Österreichische Regierung serviert Vernunft in kleinen, aber realen Schritten

Die tägliche gute Nachricht zum Schluss. Die schwarz-blaue Regierung in Österreich geht dazu über, in kleinen Schritten zurück in die richtige Richtung zu marschieren. Im Koalitionsvertrag waren bereits bezüglich der Asylpolitik deutliche Kürzungen bei den Sozialleistungen vereinbart worden (Andreas Tögel berichtete für eigentümlich frei). Mit dieser vorsichtigen Rückkehr zur Vernunft setzt die Kurz-Regierung nun auch bei der Gängelei von Rauchern und den Staatsfinanzen an. Im österreichischen Nationalrat wurde jetzt eine Initiative eingebracht, die das von der Vorgängerregierung eingebrachte Rauchverbot in der Gastronomie aufheben soll, bevor es am 1. Mai dieses Jahres in Kraft tritt. Für dieses Jahr wurde ein sogenannter strukturell ausgeglichener Haushalt erreicht, das heißt, bestimmte Ausgabenposten wurden aus der Gesamtrechnung herausgenommen.
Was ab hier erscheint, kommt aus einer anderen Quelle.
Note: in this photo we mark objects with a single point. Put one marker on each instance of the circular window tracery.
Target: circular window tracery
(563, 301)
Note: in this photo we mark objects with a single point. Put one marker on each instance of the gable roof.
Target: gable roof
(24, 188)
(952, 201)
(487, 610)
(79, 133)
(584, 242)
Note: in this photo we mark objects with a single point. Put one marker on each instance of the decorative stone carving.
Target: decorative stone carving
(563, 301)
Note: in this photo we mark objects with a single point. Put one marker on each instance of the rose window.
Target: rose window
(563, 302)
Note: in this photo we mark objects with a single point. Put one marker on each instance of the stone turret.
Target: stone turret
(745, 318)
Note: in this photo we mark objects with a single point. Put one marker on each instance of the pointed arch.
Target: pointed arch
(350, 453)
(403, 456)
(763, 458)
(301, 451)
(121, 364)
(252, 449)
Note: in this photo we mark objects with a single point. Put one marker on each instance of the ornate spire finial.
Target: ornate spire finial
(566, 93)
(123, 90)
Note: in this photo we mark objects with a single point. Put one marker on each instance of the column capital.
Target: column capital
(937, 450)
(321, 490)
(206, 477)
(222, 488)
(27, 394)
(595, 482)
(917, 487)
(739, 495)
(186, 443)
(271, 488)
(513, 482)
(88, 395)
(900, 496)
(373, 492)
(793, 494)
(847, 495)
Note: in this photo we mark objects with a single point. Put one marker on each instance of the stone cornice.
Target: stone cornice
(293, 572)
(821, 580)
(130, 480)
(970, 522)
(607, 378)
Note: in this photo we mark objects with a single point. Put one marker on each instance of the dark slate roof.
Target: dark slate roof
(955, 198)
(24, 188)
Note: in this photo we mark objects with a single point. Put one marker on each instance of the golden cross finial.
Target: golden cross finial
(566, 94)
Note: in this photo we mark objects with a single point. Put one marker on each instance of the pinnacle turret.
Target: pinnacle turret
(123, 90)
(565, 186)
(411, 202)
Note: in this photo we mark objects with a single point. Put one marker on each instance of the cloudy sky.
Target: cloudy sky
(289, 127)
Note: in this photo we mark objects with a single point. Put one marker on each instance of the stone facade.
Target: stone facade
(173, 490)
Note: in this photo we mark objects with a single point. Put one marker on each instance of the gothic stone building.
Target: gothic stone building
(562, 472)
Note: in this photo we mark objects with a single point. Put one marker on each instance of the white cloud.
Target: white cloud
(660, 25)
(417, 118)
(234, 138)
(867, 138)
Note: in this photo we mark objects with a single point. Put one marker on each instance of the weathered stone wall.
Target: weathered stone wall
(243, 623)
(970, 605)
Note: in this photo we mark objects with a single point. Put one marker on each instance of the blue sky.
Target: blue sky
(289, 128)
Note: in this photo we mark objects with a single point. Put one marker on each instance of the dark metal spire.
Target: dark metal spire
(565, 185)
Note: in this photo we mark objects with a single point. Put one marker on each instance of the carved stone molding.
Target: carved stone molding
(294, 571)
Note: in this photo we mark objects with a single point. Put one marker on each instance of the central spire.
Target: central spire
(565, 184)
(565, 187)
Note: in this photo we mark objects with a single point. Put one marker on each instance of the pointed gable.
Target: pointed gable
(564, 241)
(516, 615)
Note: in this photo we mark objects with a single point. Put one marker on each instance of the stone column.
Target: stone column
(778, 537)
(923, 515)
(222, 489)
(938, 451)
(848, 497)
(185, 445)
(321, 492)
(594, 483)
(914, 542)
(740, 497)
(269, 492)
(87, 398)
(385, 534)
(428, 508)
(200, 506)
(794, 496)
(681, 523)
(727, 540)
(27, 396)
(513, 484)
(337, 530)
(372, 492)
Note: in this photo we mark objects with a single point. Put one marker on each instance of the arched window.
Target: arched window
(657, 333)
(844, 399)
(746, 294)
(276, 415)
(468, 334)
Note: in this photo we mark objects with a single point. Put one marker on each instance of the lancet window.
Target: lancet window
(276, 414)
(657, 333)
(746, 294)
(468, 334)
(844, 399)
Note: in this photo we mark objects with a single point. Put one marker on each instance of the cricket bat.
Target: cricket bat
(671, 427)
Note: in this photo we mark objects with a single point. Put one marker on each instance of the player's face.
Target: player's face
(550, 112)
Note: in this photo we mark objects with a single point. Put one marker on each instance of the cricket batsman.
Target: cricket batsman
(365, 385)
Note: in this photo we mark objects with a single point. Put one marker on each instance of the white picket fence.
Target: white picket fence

Mit Kürzungen von 2,5 Milliarden Euro soll jedoch ab 2019 ein komplett ausgeglichener Haushalt vorliegen. Neue Steuern sollen dafür nicht erhoben werden. Auf dem Weg in die richtige Richtung ist manchmal weniger das Tempo als die Beständigkeit entscheidend. Eventuell bewahren sich Österreichs aktuelle Machthaber ja für einige Zeit ihr bescheidenes Rückgrat.